GenAI アプリケーションの場合、これらのシステムには複数のコンポーネント (LLM、リトリーバー、ツール、エージェント) を含む複雑な複数ステップのワークフローが含まれており、実行フローを完全に可視化しないとデバッグが困難であるため、トレースが不可欠です。

トレース構造

MLflowトレースは、次の 2 つの主要なオブジェクトで構成されます。

  1. TraceInfo : トレースの発生元、ステータス、実行時間を説明するメタデータ。トレースの検索やフィルタリングに使用される、ユーザー、セッション、開発者提供のキーと値のペアなどの追加コンテキストのタグが含まれます。

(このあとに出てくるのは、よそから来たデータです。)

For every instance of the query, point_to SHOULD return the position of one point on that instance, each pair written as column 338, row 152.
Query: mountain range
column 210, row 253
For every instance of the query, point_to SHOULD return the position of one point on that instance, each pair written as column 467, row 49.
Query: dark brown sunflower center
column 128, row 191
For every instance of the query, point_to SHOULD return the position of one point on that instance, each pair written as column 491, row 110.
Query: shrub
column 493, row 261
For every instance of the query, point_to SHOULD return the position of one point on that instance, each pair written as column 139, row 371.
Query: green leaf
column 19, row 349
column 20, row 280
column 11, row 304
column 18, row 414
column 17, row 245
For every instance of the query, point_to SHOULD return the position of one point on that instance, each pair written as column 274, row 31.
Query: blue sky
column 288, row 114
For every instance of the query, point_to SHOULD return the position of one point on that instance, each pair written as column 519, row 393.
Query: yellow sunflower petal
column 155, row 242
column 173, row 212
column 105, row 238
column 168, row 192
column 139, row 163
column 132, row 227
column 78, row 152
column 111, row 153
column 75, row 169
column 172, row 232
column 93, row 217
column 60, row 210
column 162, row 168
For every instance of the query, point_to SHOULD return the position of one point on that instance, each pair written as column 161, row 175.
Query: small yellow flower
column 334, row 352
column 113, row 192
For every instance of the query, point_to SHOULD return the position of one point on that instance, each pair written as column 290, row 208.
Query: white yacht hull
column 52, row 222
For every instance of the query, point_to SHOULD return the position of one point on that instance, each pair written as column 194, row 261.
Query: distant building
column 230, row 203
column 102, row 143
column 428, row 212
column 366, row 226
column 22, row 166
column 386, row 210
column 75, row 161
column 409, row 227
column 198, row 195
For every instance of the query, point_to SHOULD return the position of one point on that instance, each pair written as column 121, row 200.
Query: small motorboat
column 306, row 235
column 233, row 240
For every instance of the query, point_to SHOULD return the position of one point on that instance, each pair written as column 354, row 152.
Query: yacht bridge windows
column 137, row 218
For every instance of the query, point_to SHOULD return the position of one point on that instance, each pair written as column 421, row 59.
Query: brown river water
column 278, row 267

  2. TraceData : 入力から出力までのアプリケーションのステップごとの実行をキャプチャする、インストルメントされたSpanオブジェクトを含む実際のペイロード。

トレースアーキテクチャ

MLflow トレースは、観測可能性に関して広く採用されている業界標準であるOpenTelemetry 仕様と互換性があります。これにより、他の観測ツールとの相互運用性が確保され、MLflow は GenAI 固有の構造と属性を使用して OpenTelemetry モデルを強化します。

トレース情報

TraceInfo は、全体的なトレースの軽量メタデータを提供します。主なフィールドには以下が含まれます。

フィールド

説明

trace_id

トレースの一意の識別子

trace_location

トレースが保存される場所 ( MLflowエクスペリメントまたはDatabricks推論テーブル)

request_time

トレースの開始時間(ミリ秒)

state

トレースステータス: OKERRORIN_PROGRESS 、または STATE_UNSPECIFIED

execution_duration

トレースの継続時間(ミリ秒)

request_preview

入力のJSONエンコードされたプレビュー(ルートスパン入力)

response_preview

JSON エンコードされた出力のプレビュー (ルート スパン出力)

tags

トレースのフィルタリングと検索のためのキーと値のペア

完全なフィールドの詳細については、 MLflow API リファレンスを参照してください。

トレースデータ

TraceData オブジェクトは、実行の詳細が保存されるSpanオブジェクトのコンテナーです。各スパンは、次のような特定の操作に関する情報を取得します。

  • リクエストとレスポンス
  • レイテンシ測定
  • LLMメッセージとツールの問題
  • 取得した文書とコンテキスト
  • メタデータと属性

スパンは親子の接続を通じて階層構造を形成し、アプリケーションの実行フローを表すツリーを作成します。

スパンアーキテクチャ

タグ

タグは、整理とフィルタリングのためにトレースに添付される変更可能なキーと値のペアです。MLflow は、一般的なユースケース向けに標準タグを定義します。

  • mlflow.trace.session: 関連するトレースをグループ化するためのセッション識別子
  • mlflow.trace.user: ユーザーごとのインタラクションを追跡するためのユーザー識別子
  • mlflow.source.name: トレースを生成したエントリポイントまたはスクリプト
  • mlflow.source.git.commit: ソースコードの Git コミットハッシュ(該当する場合)
  • mlflow.source.type: ソースタイプ ( PROJECTNOTEBOOKなど)

特定のニーズに合わせてカスタム タグを追加することもできます。詳細については、 「トレースにコンテキストを追加する」および「カスタム タグ/メタデータを添付する」を参照してください

ストレージレイアウト

MLflow は、パフォーマンスとコストを考慮してトレース ストレージを最適化します。エクスペリメントを作成するときに、 Unity Catalogボリュームを使用してトレースの保存場所をカスタマイズできます。 トレース データへのアクセスは、セキュリティとコンプライアンスを強化するために、 Unity Catalog ボリューム権限によって管理されます。

TraceInfo は 、インデックス付きフィールドを持つ単一行としてリレーショナル データベースに直接保存されるため、トレースの検索とフィルタリングのための高速クエリが可能になります。

TraceData (Spans) はサイズが大きいため、データベースではなくアーティファクト ストレージに保存されます。これにより、クエリのパフォーマンスへの影響を最小限に抑えながら、大量のトレースをコスト効率よく処理できるようになります。